Will the Black-footed ferret survive the onslaught of urbanisation?

The black-footed ferret is a long, slender animal. Nature has made these mammals that way to enable them to easily slip through prairie dog burrows. You may wonder why they haunt these burrows – it’s because their main diet is the prairie dog! Also, they make the burrows their cosy home. They weigh between 1.5 and 2.5 pounds and can grow up to 24 inches long. A strip of dark fur across their eyes gives them the appearance of wearing a mask – rather like bandits!

This member of the weasel family once roamed the prairies from southern Canada to Texas but is now one of the most endangered mammals in North America. In the early 1900s, the United States was perhaps home to over 5 million ferrets. Early in the 20th Century, when agricultural development took place in the U.S., rodent poisons practically wiped out prairie dog populations and in turn the ferrets. Thirteen years after they were listed as endangered in 1967, the last captive ferret died, and the animals were thought to be extinct in North America. Then in 1981 a small population was discovered in a Wyoming prairie dog colony. Between 1991 and 1999, some of these ferrets were released in Wyoming, Montana, South Dakota, Arizona and along the Utah/Colorado border. And that’s how they were brought back from the brink of extinction. Biologists estimate that are now well over a 1000 black-footed ferrets living in the wild. The average life span of a ferret in the wild is 1-3 years, and 4-6 years for ferrets in captivity.

There are only three ferret species on Earth: the European polecat, the Siberian polecat, and the black-footed ferret. The black-footed ferret (Mustela nigripes) is the only ferret species native to North America. Female ferrets are called “jills”, males are called “hobs” and the young ones are called “kits”. The slender animal has buff or tan fur, with black feet, tail tip, nose and face mask. It has triangular ears, hardly any whiskers, a short muzzle, and sharp claws.

While their main diet is the prairie dog, in regions where prairie dogs hibernate in winter, ferrets feed on mice, voles, ground squirrels, rabbits, and birds. Black-footed ferrets get water by consuming their prey. Ferrets are preyed upon by eagles, owls, hawks, rattlesnakes, coyotes, badgers, and bobcats.

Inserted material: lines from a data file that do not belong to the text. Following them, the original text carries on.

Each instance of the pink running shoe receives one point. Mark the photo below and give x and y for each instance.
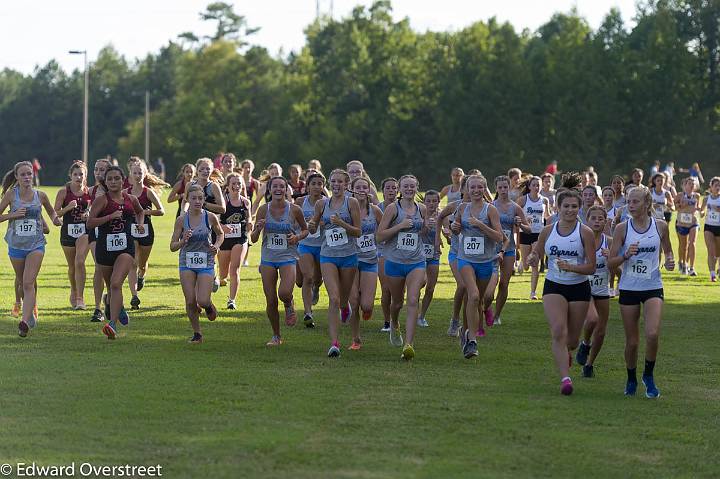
(489, 318)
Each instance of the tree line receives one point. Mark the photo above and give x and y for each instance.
(368, 87)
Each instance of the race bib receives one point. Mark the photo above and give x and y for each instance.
(76, 230)
(136, 233)
(26, 227)
(235, 231)
(407, 241)
(116, 242)
(336, 237)
(639, 268)
(366, 243)
(276, 241)
(196, 260)
(474, 245)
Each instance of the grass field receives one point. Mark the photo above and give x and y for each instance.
(233, 408)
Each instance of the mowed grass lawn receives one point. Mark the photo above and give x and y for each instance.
(232, 407)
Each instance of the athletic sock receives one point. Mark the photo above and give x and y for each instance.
(649, 368)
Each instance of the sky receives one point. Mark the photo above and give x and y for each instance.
(31, 36)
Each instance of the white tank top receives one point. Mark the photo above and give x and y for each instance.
(599, 279)
(713, 211)
(569, 248)
(642, 271)
(535, 212)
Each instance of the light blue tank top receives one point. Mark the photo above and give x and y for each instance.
(26, 233)
(195, 254)
(275, 248)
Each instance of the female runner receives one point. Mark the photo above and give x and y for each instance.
(637, 248)
(404, 257)
(310, 277)
(283, 225)
(235, 222)
(192, 237)
(25, 237)
(570, 246)
(113, 214)
(72, 203)
(338, 218)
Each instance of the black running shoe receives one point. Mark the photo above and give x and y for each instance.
(98, 317)
(582, 354)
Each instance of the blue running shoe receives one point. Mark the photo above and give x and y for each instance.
(651, 391)
(582, 354)
(630, 388)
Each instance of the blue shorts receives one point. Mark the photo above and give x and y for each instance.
(364, 267)
(278, 264)
(341, 261)
(208, 271)
(482, 270)
(313, 250)
(400, 270)
(684, 230)
(22, 254)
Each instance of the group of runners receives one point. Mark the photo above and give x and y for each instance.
(337, 231)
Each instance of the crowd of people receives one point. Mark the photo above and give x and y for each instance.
(593, 242)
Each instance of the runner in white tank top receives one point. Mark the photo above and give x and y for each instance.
(570, 246)
(637, 249)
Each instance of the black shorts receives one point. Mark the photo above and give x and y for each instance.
(634, 298)
(528, 238)
(571, 292)
(715, 230)
(230, 242)
(148, 240)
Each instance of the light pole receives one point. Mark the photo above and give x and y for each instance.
(85, 107)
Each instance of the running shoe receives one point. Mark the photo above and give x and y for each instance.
(290, 315)
(345, 313)
(651, 391)
(396, 337)
(211, 312)
(630, 388)
(334, 351)
(109, 330)
(488, 318)
(454, 328)
(470, 349)
(408, 352)
(97, 317)
(23, 329)
(582, 354)
(316, 294)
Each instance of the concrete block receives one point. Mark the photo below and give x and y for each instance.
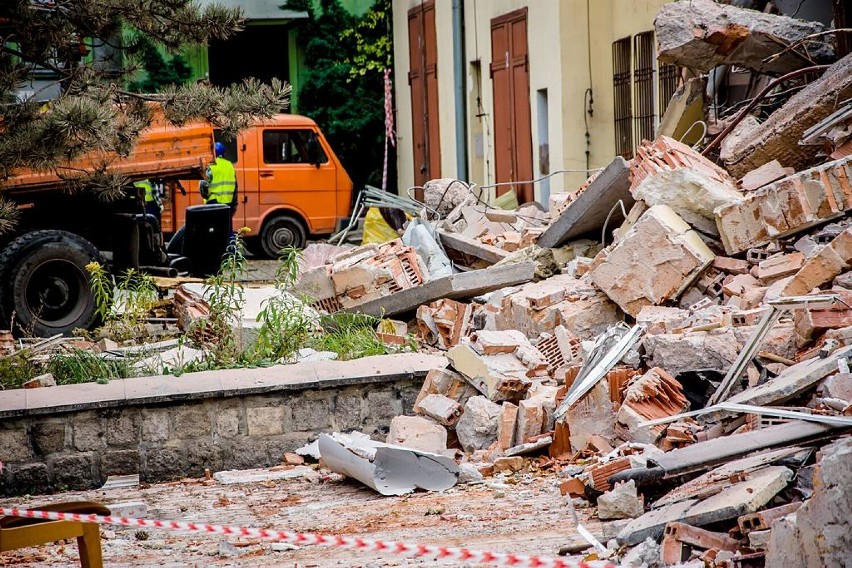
(588, 211)
(654, 262)
(764, 175)
(477, 428)
(621, 502)
(507, 424)
(417, 433)
(701, 34)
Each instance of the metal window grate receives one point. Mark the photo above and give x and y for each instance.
(621, 90)
(643, 87)
(668, 82)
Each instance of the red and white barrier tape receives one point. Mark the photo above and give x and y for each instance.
(355, 543)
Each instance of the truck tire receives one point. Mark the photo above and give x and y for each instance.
(281, 232)
(45, 284)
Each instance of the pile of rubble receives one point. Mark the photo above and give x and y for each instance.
(689, 375)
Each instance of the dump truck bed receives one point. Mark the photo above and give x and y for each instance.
(162, 151)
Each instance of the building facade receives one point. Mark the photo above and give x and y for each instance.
(495, 91)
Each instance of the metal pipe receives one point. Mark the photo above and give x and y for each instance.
(743, 113)
(460, 98)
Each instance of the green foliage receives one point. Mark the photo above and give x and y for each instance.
(159, 71)
(81, 366)
(124, 306)
(93, 111)
(343, 93)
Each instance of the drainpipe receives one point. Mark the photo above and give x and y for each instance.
(460, 91)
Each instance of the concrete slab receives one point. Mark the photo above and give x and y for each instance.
(455, 287)
(588, 212)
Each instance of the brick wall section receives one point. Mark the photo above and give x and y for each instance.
(79, 447)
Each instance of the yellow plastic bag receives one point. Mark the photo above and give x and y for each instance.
(376, 230)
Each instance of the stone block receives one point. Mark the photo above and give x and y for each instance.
(88, 432)
(48, 436)
(73, 472)
(228, 422)
(621, 502)
(347, 412)
(122, 427)
(155, 425)
(477, 428)
(119, 462)
(655, 261)
(192, 421)
(267, 420)
(417, 433)
(383, 405)
(440, 408)
(30, 479)
(163, 464)
(14, 445)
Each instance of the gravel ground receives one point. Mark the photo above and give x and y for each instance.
(521, 513)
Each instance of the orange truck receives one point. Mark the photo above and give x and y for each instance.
(287, 190)
(290, 185)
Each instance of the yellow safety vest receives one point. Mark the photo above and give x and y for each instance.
(149, 190)
(223, 182)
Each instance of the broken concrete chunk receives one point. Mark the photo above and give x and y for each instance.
(478, 426)
(821, 268)
(656, 394)
(620, 502)
(777, 138)
(701, 34)
(390, 470)
(764, 175)
(588, 210)
(417, 433)
(584, 309)
(654, 262)
(822, 527)
(746, 496)
(691, 193)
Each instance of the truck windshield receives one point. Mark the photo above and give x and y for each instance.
(231, 153)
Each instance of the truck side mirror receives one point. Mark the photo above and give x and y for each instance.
(314, 153)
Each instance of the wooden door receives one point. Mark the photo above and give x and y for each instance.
(510, 79)
(423, 80)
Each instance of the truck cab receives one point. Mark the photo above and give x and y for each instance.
(291, 185)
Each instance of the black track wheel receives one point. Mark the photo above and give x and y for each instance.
(281, 232)
(45, 283)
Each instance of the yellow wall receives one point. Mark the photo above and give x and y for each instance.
(558, 43)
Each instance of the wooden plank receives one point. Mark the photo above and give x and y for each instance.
(473, 247)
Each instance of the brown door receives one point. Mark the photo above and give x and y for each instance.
(423, 79)
(511, 80)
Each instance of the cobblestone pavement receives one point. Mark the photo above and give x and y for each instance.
(522, 513)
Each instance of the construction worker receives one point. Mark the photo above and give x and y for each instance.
(153, 204)
(221, 183)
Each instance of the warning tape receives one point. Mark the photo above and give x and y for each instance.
(354, 543)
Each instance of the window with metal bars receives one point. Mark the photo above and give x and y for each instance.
(621, 96)
(668, 81)
(644, 109)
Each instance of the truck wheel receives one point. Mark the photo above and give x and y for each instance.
(45, 282)
(281, 232)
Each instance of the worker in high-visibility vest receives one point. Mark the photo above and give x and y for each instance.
(153, 203)
(221, 183)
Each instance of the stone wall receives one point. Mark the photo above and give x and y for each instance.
(77, 447)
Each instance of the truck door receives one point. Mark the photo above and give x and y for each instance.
(295, 172)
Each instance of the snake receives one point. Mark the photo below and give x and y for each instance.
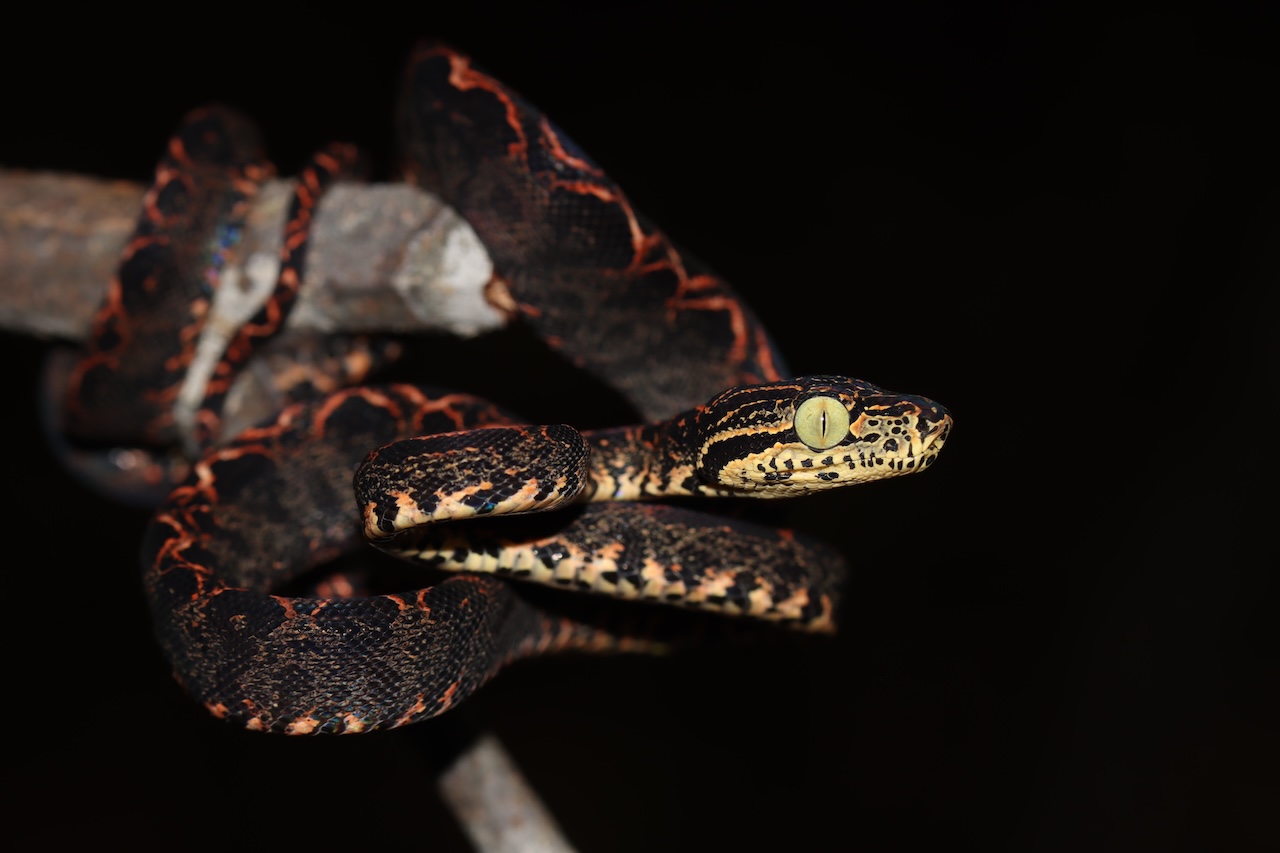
(494, 539)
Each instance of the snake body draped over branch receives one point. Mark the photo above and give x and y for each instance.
(255, 564)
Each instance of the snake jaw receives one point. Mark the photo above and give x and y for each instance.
(773, 441)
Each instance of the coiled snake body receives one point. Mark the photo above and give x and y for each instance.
(231, 557)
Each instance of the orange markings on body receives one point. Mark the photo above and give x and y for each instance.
(561, 154)
(464, 77)
(419, 707)
(302, 725)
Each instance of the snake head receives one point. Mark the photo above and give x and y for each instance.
(787, 438)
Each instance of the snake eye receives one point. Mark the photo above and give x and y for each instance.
(822, 422)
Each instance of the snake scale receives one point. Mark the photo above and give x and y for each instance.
(255, 565)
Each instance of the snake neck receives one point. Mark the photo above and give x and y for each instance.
(645, 461)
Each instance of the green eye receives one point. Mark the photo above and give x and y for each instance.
(822, 422)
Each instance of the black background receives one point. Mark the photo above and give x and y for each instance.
(1063, 637)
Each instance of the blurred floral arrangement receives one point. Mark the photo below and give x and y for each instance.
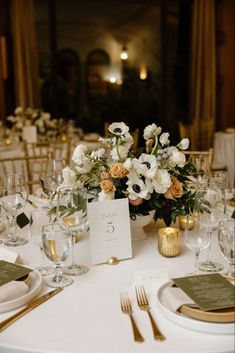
(36, 117)
(156, 177)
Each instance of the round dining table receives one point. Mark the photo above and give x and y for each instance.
(86, 316)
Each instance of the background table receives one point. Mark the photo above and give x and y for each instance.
(86, 317)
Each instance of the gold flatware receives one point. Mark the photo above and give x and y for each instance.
(127, 309)
(30, 306)
(143, 304)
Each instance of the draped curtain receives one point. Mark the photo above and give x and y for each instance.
(203, 74)
(24, 53)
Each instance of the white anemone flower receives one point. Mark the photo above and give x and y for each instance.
(184, 143)
(151, 131)
(147, 165)
(137, 188)
(161, 181)
(119, 153)
(164, 139)
(118, 128)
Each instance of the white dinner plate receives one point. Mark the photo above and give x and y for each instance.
(190, 323)
(35, 285)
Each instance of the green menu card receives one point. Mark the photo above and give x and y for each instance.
(209, 291)
(10, 271)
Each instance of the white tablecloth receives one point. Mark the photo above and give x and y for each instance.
(86, 317)
(224, 153)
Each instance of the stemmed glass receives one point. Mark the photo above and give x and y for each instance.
(57, 242)
(226, 240)
(196, 238)
(211, 220)
(72, 214)
(38, 218)
(52, 178)
(14, 196)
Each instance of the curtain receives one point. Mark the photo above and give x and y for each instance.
(203, 87)
(24, 53)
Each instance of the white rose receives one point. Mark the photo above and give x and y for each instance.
(164, 139)
(151, 130)
(79, 153)
(161, 181)
(177, 158)
(102, 196)
(121, 154)
(184, 143)
(69, 177)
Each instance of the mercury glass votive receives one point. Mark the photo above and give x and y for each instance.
(169, 241)
(186, 220)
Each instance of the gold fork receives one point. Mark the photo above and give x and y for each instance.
(127, 309)
(143, 304)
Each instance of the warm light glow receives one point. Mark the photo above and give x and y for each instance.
(124, 54)
(112, 79)
(143, 73)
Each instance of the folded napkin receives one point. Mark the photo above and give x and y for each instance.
(13, 290)
(175, 298)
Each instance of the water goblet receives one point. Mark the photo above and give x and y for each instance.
(13, 198)
(226, 240)
(57, 242)
(72, 214)
(211, 220)
(196, 238)
(38, 218)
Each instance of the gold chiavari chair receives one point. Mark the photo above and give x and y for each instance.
(52, 149)
(30, 167)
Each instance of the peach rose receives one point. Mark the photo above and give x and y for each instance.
(175, 190)
(107, 186)
(136, 202)
(105, 175)
(117, 170)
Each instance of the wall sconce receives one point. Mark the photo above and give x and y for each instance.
(124, 53)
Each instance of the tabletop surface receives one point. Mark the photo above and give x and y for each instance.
(86, 317)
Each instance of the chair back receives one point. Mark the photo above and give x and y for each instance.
(30, 167)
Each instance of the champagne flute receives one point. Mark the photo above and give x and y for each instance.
(57, 242)
(38, 218)
(14, 196)
(196, 238)
(226, 240)
(72, 214)
(52, 178)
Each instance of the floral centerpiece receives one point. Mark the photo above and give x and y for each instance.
(153, 178)
(42, 120)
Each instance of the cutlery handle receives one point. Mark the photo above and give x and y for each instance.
(137, 335)
(156, 332)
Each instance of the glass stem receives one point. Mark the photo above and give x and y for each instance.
(196, 262)
(73, 249)
(58, 273)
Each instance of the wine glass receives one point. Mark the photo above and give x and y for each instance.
(196, 238)
(211, 220)
(51, 178)
(14, 196)
(72, 214)
(226, 240)
(38, 218)
(57, 242)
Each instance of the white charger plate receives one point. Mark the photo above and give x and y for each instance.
(190, 323)
(35, 286)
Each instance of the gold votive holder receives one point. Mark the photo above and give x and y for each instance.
(186, 221)
(169, 241)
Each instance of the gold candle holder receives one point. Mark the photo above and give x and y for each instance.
(186, 220)
(168, 241)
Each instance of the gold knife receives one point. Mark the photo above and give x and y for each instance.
(30, 306)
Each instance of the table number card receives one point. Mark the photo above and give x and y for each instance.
(109, 230)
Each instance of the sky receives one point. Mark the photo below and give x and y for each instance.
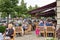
(40, 3)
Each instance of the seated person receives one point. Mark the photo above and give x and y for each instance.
(9, 32)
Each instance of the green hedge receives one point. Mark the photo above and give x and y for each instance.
(2, 29)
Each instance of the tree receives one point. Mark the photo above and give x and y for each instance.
(23, 7)
(7, 6)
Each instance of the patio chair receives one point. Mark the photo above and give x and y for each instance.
(50, 29)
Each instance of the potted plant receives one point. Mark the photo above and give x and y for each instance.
(2, 30)
(20, 24)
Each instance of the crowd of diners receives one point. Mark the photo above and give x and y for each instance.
(24, 24)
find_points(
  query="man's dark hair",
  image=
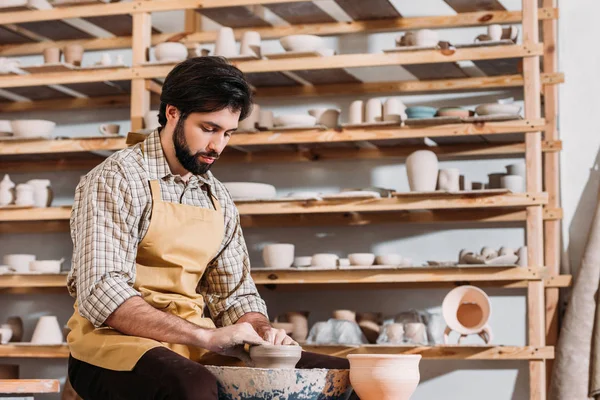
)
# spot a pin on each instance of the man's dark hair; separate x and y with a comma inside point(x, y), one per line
point(205, 84)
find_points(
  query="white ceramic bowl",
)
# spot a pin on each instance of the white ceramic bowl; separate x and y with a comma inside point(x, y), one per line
point(170, 51)
point(278, 255)
point(389, 259)
point(250, 190)
point(325, 260)
point(19, 262)
point(362, 259)
point(295, 120)
point(302, 42)
point(46, 266)
point(498, 109)
point(32, 127)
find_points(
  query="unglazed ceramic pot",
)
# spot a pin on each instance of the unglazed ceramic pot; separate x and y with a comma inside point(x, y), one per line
point(275, 356)
point(384, 376)
point(278, 255)
point(422, 171)
point(467, 310)
point(449, 179)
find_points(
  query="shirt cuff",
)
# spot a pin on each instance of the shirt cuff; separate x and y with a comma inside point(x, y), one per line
point(104, 299)
point(244, 305)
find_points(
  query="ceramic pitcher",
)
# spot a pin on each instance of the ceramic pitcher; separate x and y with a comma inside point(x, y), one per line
point(42, 192)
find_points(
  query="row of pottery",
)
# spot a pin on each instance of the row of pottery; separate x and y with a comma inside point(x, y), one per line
point(33, 193)
point(47, 331)
point(27, 263)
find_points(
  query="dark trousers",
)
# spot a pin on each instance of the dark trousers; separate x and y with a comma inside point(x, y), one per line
point(164, 374)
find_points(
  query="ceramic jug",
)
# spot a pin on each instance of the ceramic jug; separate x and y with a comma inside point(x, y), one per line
point(7, 194)
point(42, 192)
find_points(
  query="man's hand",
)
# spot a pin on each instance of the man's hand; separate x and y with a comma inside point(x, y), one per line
point(263, 327)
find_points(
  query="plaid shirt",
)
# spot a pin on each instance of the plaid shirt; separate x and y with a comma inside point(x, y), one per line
point(111, 216)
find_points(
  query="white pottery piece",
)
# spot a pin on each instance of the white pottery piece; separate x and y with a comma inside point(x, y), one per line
point(225, 44)
point(362, 259)
point(522, 254)
point(329, 117)
point(426, 37)
point(389, 259)
point(250, 190)
point(394, 110)
point(325, 260)
point(25, 195)
point(47, 331)
point(151, 120)
point(384, 376)
point(291, 120)
point(356, 113)
point(6, 191)
point(19, 262)
point(422, 171)
point(278, 255)
point(46, 266)
point(465, 183)
point(5, 334)
point(249, 124)
point(467, 310)
point(42, 193)
point(170, 52)
point(302, 43)
point(373, 110)
point(449, 179)
point(265, 119)
point(300, 262)
point(250, 45)
point(32, 128)
point(514, 183)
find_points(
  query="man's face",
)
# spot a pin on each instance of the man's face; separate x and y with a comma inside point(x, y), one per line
point(201, 137)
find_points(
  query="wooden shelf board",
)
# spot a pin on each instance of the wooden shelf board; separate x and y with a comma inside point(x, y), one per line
point(29, 386)
point(442, 352)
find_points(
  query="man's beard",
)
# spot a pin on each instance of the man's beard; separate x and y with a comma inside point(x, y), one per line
point(183, 153)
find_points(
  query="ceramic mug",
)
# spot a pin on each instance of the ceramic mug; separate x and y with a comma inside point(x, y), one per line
point(109, 129)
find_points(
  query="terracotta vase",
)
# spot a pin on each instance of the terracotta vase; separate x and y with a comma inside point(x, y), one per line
point(384, 376)
point(299, 320)
point(467, 310)
point(449, 179)
point(422, 171)
point(74, 54)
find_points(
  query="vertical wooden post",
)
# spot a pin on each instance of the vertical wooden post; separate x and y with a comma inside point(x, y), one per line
point(535, 225)
point(552, 243)
point(140, 96)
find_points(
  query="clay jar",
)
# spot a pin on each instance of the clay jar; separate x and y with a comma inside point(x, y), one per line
point(449, 179)
point(384, 376)
point(272, 356)
point(422, 171)
point(74, 54)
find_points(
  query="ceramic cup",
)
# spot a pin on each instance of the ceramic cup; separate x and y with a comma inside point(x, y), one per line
point(51, 55)
point(109, 129)
point(394, 110)
point(74, 54)
point(47, 331)
point(250, 45)
point(373, 110)
point(225, 44)
point(356, 112)
point(278, 255)
point(514, 183)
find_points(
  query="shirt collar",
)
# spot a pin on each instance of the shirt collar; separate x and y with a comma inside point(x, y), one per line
point(158, 168)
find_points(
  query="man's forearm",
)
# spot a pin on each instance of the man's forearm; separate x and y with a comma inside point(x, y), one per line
point(135, 317)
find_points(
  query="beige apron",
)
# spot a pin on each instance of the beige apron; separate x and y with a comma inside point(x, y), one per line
point(171, 259)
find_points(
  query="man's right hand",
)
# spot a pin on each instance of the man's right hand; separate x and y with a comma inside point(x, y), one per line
point(230, 340)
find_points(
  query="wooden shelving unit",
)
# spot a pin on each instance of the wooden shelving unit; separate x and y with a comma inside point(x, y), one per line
point(513, 66)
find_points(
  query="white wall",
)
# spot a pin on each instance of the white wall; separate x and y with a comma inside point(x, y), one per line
point(451, 379)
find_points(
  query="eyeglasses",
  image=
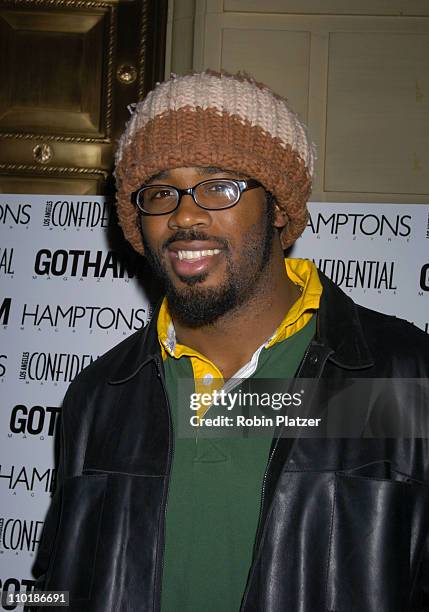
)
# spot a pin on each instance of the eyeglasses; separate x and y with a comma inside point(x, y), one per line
point(214, 194)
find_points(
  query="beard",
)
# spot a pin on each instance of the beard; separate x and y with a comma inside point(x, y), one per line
point(195, 305)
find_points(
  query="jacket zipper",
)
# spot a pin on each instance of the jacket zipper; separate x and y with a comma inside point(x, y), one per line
point(264, 482)
point(158, 586)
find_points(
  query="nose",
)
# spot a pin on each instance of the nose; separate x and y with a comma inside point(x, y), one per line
point(189, 214)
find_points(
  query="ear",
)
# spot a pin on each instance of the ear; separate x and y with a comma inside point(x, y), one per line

Except when mating or raising their offspring, black-footed ferrets are solitary, nocturnal hunters. They use prairie dog burrows to sleep, catch their food, and raise their young. They are vocal animals their sounds ranging from hisses, whimpers to loud chattering. Like domestic ferrets, they perform the “weasel war dance”, consisting of a series of hops, often accompanied by a clucking sound (dooking), arched back, and frizzed tail. In the wild, the ferrets may dance to distract prey as well as to show they are enjoying life.